Article Two: “Barriers and Facilitating Factors of Adherence to Antidepressant Treatments: An Exploratory Qualitative Study with Patients and Psychiatrists.” By González de León, et. al. 2022.

                This article explores the aspirations and experiences of antidepressant users as well as potential contributing factors to drug non-compliance. Previous research has consistently shown that side effects are a major factor in treatment discontinuation and that collaborative decision-making is necessary to improve adherence. Utilizing a shared decision-making paradigm is another way to encourage adherence. This study delves into the hopes and experiences of clients who take antidepressants and factors that can contribute to non-compliance to medications.

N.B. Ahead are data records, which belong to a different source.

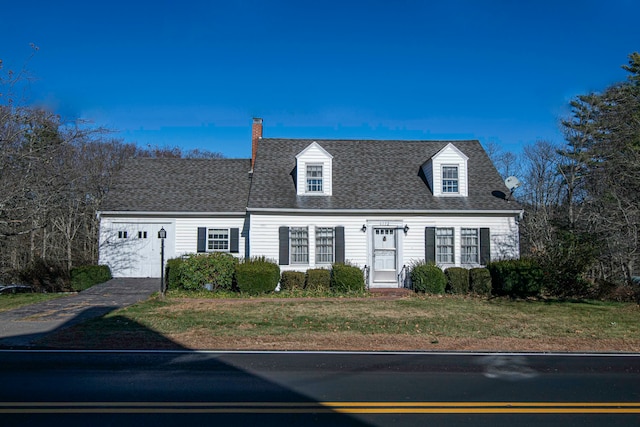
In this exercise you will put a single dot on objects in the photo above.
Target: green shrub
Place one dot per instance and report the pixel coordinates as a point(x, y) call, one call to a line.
point(45, 276)
point(346, 278)
point(318, 279)
point(85, 276)
point(516, 278)
point(457, 280)
point(216, 268)
point(428, 277)
point(257, 275)
point(480, 281)
point(173, 273)
point(292, 280)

There is uniformity from previous studies that recognized side effects as one of the main causes of treatment termination and the need for shared decision-making to increase compliance. A shared decision-making model can be utilized to promote adherence as well.

Article Three: “The Association Between Religious Belief and Treatment Adherence Among Those with Mental Illnesses.”  Kavak Budak, et. al. 2021.

                 People’s lives are greatly influenced by their religion, and this study looked at the relationship between treatment compliance and religion. Using the Morisky Medication Adherence Scale and the Systems of Belief Inventory, no association was discovered. That may be the case, yet medication compliance was poor among individuals with low religious beliefs and moderate in those with high religious beliefs.

Article Four: “Predicting outpatient’s attitude of compliance on medication in a psychiatric setting.” By Sim, 2006.

This study focuses on variables that could affect drug compliance. It confirmed the finding that patients with severe mental illnesses who were stable for an extended length of time were more likely to adhere to their prescribed regimen because they could recognize side effects sooner and decide whether a medication was right for them sooner rather than later.